Does that sound like a valid theory? If so, what can I do to fix this? If at all possible, I need to preserve the same general code structure/functionality:

  • There is a link inside an <iframe> on a page.
  • A script in the <iframe> calls a function on the parent page, which attaches an event handler to the element in the <iframe> with the specified id attribute.
  • Clicking that <iframe>d link triggers the event, which calls a function on the parent page, passing the Event Object by default.
  • The function on the parent page determines information about the clicked element (the <a>) from the Event Object in a cross-browser-compatible way.

I would also like to continue using event delegation, and keep all of the functions in the parent document, just calling them with arguments from the <iframe>d document. However, if you have any suggestions for alternative approaches, I'd love to hear them.

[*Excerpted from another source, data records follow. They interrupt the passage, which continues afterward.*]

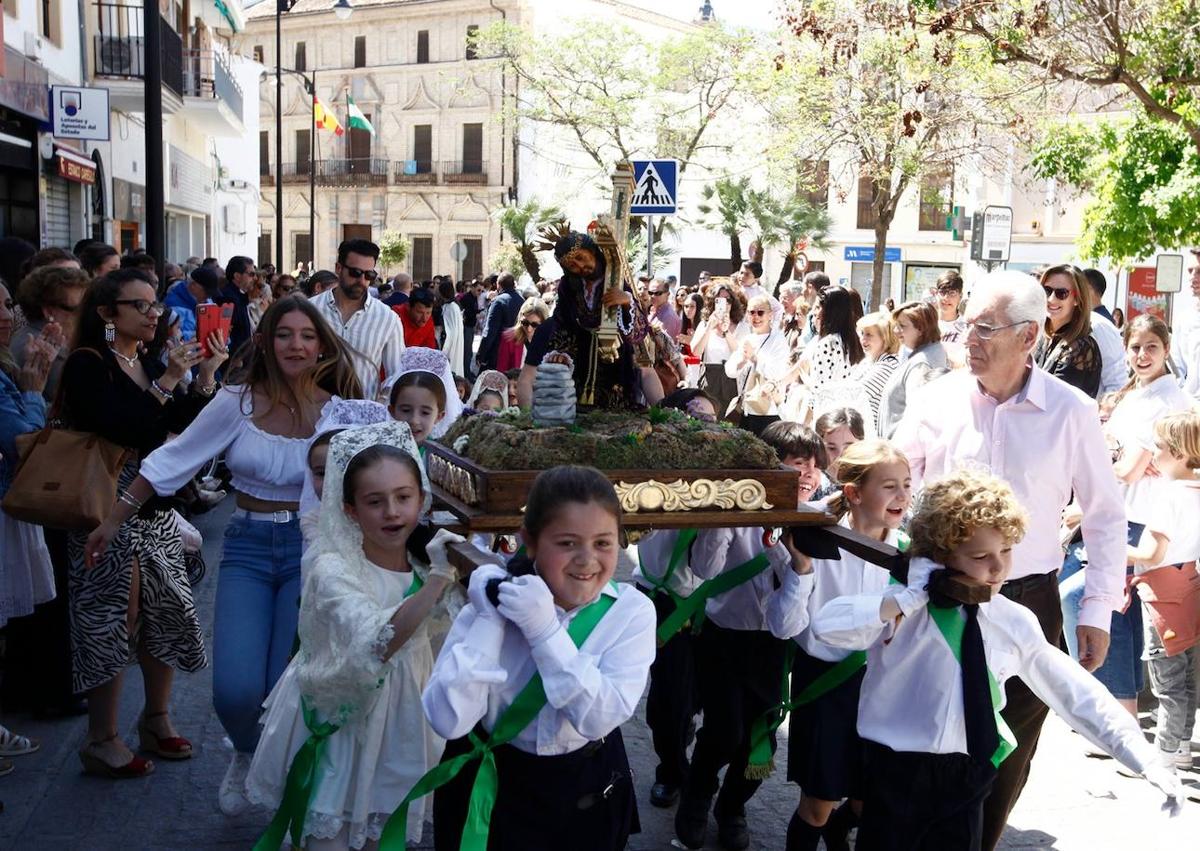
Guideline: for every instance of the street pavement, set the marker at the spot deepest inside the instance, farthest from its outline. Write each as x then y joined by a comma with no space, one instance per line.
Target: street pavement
1073,801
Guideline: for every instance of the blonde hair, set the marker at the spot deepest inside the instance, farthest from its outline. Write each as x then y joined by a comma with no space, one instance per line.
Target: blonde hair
856,465
881,321
1180,435
949,510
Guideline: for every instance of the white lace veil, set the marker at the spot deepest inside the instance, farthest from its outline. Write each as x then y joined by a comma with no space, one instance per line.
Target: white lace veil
420,359
342,627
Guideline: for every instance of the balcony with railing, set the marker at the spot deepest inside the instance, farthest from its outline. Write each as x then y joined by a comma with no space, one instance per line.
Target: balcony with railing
213,97
415,173
119,60
463,172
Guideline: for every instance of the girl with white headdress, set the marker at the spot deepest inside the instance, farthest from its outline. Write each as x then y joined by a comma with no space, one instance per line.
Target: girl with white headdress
343,729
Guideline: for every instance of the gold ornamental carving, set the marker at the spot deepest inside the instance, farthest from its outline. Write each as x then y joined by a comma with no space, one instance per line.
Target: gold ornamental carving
747,495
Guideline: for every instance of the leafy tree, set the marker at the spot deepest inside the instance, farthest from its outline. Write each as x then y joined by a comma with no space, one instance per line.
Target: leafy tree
521,222
394,249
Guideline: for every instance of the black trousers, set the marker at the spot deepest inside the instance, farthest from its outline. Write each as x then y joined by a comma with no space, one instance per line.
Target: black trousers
922,802
1023,712
37,665
673,697
739,675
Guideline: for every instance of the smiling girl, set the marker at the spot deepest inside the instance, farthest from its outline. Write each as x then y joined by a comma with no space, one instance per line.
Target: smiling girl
365,653
825,751
562,773
936,671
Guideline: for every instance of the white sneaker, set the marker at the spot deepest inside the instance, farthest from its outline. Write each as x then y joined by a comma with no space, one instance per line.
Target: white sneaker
232,796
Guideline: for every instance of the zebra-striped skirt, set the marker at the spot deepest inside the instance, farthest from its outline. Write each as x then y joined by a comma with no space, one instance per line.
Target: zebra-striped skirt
167,627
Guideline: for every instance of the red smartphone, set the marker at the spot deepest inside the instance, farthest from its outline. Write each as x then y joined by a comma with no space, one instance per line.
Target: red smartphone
210,318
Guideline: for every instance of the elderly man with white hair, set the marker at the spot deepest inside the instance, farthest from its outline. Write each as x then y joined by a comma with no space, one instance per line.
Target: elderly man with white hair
1042,436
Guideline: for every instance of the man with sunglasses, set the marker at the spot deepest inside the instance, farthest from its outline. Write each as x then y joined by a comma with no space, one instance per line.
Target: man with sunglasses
367,325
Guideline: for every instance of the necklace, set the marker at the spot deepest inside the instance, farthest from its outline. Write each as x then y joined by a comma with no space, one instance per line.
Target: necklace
129,361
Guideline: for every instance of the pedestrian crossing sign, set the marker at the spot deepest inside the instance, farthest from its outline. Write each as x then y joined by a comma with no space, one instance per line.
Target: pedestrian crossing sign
654,187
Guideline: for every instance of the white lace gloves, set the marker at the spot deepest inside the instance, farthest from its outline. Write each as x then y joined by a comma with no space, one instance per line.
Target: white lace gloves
915,597
477,589
1168,783
527,603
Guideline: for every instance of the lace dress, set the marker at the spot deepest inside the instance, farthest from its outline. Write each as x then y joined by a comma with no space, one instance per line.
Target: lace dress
1077,363
379,753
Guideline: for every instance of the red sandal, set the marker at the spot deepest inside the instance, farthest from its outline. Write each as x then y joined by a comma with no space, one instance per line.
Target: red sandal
167,747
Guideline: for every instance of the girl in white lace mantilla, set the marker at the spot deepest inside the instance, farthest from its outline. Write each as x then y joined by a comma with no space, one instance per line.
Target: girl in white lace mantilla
367,609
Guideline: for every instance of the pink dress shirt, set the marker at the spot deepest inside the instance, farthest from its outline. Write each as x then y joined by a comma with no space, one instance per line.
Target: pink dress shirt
1047,443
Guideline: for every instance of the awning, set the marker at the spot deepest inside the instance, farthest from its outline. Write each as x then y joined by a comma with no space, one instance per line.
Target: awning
75,167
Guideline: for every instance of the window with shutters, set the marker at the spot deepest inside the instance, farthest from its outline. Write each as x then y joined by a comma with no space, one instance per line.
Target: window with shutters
423,148
472,148
264,151
423,258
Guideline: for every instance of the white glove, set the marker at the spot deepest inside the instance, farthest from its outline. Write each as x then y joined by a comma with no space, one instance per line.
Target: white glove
528,603
1168,783
477,589
915,597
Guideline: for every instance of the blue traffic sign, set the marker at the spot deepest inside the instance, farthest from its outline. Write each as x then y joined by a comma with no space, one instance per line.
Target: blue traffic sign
654,187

Thanks in advance for any help! Please let me know if you need any more explanation about my requirements or what I'm trying to do - I'm hoping that there's just a better way to access or pass the Event Object that I'm not aware of - an "Oh, yeah, you just need to do it like this" kind of solution. I hope that's not wishful thinking. ;-)

+2  A: 

Easily fixed. You need the event object from the iframe's window. Store the iframe's window object next to where you store its document:

var iframe_win = document.getElementsByTagName('iframe')[0].contentWindow;

... and update the line that gets hold of the event object in your event handler function:

event_object = event_object || iframe_win.event;
Tim Down
Yup. I was not seeing the errors because my IE was boofed, but that's the issue.
Pointy
Awesome, thanks Tim! That worked. Is the contentWindow property compatible cross-browser?
Bungle
`contentWindow` is non-standard but supported in at least recent versions of all browsers. The DOM standard way would be `contentDocument.defaultView`. I decided not to complicate things by mentioning it, since you were already using `contentWindow` :)
Tim Down
Earleir versions of Chrome don't support `contentWindow`, so you should use `contentDocument` where possible.